Mannish Aggarwal-Schifellite: When did you decide it was time to pursue art as a career?
Njideka Akunyili Crosby: In college I was going to be pre-med, so I was taking a lot of calculus and science classes. I wanted [to add] something light [to my classes], and that's how I took my first painting class. I ended up doing a double concentration in studio art and biology. By the end of my time at [college] I was on the fence about which way to go, and I took a year off, went back to Nigeria, worked for a year, and then decided I wanted to be an artist. I think what it came down to for me was a sense of urgency. This was in 2004 or 2005, and it was a very exciting time in Nigeria. There were just incredible explosions of culture with literature, with music, with Nollywood [the Nigerian film industry], with fashion. Different industries were booming and blooming, and people were doing incredible things. There was just this collective sense of feeling like our stories are valid and we're going to [tell them] and not make other people do it for us. I was so thrilled by it that I wanted to contribute anywhere I could, and art felt like a way to do that.

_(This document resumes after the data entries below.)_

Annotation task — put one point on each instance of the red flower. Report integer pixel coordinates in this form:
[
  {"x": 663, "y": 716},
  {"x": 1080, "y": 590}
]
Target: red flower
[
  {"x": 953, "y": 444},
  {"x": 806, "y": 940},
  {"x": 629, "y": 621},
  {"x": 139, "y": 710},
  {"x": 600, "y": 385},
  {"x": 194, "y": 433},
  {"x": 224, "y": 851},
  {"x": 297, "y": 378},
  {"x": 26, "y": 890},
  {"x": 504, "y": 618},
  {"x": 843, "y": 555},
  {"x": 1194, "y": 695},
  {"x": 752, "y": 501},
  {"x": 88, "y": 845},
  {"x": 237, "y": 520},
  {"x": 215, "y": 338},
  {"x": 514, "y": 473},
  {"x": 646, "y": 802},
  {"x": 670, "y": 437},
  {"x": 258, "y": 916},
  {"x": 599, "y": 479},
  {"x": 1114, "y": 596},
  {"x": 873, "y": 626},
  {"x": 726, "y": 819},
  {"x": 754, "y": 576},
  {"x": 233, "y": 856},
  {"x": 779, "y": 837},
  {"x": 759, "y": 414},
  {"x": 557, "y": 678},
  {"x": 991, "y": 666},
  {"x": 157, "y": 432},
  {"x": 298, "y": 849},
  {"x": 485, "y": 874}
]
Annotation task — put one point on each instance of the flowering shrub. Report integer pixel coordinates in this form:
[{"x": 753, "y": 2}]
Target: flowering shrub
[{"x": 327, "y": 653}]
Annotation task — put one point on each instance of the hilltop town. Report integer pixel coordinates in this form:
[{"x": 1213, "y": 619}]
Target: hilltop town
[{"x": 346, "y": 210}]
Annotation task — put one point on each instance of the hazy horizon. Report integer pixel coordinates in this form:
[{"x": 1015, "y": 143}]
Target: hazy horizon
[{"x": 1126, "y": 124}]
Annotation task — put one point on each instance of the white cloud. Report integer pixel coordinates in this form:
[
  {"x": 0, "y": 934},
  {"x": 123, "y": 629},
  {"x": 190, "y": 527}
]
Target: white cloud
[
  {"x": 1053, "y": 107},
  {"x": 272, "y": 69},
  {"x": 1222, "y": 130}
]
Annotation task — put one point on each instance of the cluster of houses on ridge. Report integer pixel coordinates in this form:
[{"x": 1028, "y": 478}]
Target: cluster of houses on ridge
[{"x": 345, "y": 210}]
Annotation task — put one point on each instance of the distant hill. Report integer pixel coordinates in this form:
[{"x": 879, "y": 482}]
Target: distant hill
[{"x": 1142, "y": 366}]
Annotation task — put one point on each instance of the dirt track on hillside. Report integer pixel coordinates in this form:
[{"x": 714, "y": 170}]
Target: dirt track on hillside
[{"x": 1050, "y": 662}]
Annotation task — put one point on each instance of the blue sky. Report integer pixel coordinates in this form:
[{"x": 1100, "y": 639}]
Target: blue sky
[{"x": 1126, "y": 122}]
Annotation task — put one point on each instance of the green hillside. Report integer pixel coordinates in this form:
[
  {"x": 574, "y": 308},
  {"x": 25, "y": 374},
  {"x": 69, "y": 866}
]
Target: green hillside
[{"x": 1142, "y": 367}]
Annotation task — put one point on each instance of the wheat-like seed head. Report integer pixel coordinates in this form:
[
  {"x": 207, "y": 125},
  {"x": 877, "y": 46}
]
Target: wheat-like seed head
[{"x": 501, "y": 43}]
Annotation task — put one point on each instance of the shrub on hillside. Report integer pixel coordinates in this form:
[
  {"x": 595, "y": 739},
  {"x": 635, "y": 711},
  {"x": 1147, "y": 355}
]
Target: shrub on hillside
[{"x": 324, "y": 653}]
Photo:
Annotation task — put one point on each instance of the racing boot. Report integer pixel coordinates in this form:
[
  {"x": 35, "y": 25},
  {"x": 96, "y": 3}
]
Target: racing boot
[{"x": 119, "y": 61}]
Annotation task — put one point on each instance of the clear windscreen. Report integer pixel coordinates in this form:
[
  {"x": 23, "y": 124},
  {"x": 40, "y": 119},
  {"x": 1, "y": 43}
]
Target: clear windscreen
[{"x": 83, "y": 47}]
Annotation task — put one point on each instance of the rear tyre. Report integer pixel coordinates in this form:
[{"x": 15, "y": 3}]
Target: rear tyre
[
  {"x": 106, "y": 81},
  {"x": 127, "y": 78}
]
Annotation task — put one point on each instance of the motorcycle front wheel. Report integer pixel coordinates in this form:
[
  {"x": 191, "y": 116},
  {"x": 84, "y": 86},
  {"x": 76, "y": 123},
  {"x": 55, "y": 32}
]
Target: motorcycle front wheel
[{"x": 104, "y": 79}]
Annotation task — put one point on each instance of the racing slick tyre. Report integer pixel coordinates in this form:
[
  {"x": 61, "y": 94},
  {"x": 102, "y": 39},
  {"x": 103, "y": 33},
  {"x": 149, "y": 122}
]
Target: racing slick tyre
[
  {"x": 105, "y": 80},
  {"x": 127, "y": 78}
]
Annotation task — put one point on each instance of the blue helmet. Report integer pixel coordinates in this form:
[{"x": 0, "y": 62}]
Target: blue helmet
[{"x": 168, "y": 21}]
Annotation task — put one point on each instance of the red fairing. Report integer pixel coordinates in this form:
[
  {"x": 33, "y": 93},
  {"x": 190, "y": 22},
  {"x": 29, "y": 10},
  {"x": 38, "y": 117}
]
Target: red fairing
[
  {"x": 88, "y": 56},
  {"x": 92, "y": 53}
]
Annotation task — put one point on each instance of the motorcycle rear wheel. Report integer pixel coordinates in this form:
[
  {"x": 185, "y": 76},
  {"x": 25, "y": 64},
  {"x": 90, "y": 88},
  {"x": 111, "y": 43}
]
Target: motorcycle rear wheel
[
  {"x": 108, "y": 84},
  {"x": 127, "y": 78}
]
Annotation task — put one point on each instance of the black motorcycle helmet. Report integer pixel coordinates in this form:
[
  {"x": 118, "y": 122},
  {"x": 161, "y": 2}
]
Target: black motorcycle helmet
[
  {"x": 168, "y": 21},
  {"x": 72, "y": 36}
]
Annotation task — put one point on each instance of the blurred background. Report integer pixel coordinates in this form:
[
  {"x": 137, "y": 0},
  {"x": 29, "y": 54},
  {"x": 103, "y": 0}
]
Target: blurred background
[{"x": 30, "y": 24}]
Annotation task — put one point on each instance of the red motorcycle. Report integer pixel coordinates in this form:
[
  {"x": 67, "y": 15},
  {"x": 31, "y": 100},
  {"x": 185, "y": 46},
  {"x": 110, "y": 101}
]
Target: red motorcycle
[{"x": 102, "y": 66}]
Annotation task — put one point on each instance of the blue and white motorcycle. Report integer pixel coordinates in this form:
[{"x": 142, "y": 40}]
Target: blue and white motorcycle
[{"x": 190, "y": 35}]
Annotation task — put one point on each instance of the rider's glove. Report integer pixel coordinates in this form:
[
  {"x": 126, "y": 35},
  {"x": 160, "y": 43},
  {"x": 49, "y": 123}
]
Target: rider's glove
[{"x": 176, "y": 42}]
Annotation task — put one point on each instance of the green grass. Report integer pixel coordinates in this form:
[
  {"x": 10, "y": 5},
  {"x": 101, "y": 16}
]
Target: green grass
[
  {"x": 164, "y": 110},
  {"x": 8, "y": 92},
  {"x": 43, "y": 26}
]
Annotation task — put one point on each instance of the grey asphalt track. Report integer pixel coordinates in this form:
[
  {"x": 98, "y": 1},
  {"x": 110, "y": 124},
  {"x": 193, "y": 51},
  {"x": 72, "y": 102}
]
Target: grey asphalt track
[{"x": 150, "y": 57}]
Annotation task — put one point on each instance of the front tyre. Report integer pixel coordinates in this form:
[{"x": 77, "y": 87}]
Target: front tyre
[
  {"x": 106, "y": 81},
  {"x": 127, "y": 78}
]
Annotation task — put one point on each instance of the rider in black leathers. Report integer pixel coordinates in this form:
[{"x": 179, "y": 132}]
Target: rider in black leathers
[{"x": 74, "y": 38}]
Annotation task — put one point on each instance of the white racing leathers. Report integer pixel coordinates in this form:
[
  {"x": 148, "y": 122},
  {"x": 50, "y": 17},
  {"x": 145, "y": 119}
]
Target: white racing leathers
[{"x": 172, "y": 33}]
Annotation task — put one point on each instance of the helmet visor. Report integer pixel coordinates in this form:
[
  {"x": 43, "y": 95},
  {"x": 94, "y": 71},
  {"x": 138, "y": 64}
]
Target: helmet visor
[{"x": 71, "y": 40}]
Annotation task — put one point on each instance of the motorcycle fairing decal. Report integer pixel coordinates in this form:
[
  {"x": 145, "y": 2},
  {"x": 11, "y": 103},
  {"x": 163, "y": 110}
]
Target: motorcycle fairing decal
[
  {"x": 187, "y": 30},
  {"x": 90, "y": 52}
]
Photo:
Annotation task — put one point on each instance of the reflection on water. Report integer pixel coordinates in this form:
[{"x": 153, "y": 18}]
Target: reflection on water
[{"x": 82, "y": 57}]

MA-S: Location and culture really play into a lot of your paintings. You live in LA now. What's that transition been like?
NAC: I came to LA two years ago [from the East Coast], and I'm finally seeing LA creeping into the work. The first thing I noticed was something about the color reflecting the lights of the place I was in. We moved into an apartment with big sliding-glass doors that overlooked the pool, and it reminded me of David Hockney. I started making works with plants when I was on the East Coast, but the use of plants in the work has kept evolving and developing since [I moved]. For a long time I used houseplants I photographed on the East Coast and a local root tuber from rural areas in Nigeria called the cassava. Then, when I arrived here, I decided to do more elaborate plant scenes, and I found myself walking around my studio, just photographing plants I saw. Plants can be markers of location and markers of place, but also sometimes markers of how people have moved from place to place. I think I'm getting to a point where I'm curious to see what happens outside the [interior] space I've been creating. I've been doing a lot of pieces with portals or openings into the outside world [using] a lot of windows and doors; that's where the gardens come in.